Le plan de relance de l’Etat n’est pas suffisant à vos yeux ?
L’Etat veut amortir le choc par une politique très forte d’aide aux entreprises et de chômage partiel. Cette politique, je l’approuve. Mais, d’ores et déjà, on voit qu’il a du mal à prendre en compte toutes les situations. Les régions doivent être le filet de sécurité de tous ceux que l’Etat laisse passer entre ses mailles. Je suis aussi en train de lancer une campagne d’appel à tous les décrocheurs scolaires pour les réorienter. L’Etat ne peut pas faire ça.
Comment envisagez-vous la relance régionale ?
Il faut à la fois organiser, à court terme, la résistance à la crise sanitaire et, pour l’avenir, la résilience. D’abord, une stratégie industrielle et de relocalisation des productions de souveraineté est indispensable. La région sera là – une aide de 800.000 euros est déjà en place –pour rapatrier les productions locales de tests, respirateurs, masques ou visières de protections… Ensuite, il va falloir soutenir massivement le secteur de la santé et l’hôpital. Les régions y sont prêtes. Un volet entier du contrat de plan Etat-régions devrait y être consacré. Tous les investissements doivent être en outre concentrés sur des projets écologiques et numériques – il sera nécessaire d’accélérer encore la digitalisation : télétravail, téléenseignement, télémédecine. Enfin, il va falloir faire repartir tout un écosystème d’entreprises essentiel mais fragile : les TPE, les commerces, les services de proximité et les start-ups qui ont peu de capital social et qui ont beaucoup de mal à faire des emprunts. L’Ile-de-France mettra en place, pour elles, une aide spécifique sous forme d’avances remboursables.
Quid du bâtiment ?
Le secteur de la construction devra être, lui aussi, un pilier de la relance. J’y suis très vigilante.
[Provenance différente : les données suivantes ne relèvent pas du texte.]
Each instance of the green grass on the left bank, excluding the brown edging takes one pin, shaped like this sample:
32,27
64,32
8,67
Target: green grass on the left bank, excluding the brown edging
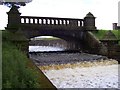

A cet égard, le fait que 5.000 maires de villes moyennes ou grandes n’aient pas été élus fait peser une incertitude sur la commande publique. Si le second tour des municipales ne pouvait pas se tenir très rapidement, la solution pourrait être de déclarer certaines opérations d’aménagement d’intérêt régional.
Le chef de l’Etat a promis une « aide exceptionnelle » aux « familles les plus modestes » et aux « étudiants les plus précaires ». Que souhaitez-vous ?
C’est indispensable. La région va d’ailleurs le faire dans son domaine, pour les familles des lycéens boursiers. Avec le confinement, les enfants ne mangent plus à la cantine et les forfaits internet ont besoin de plus gros débits, ce qui crée un surcout problématique pour beaucoup de familles. La région prépare une mesure d’aide financière à leur attention.
Faudrait-il, selon vous, que les Français travaillent plus longtemps après le déconfinement ?
De nombreux salariés souhaitent reprendre le travail, dès lors que c’est dans de bonnes conditions. Le premier sujet est donc de savoir si les entreprises sont prêtes à les équiper de matériel de protection – la région va les y aider, dès maintenant grâce à sa centrale d’achat, à laquelle ils peuvent avoir accès. Nous allons aussi devoir affronter une montée forte du chômage et, avec elle, de la pauvreté. Dans ce contexte, faire de la hausse du temps de travail une priorité me parait assez maladroit.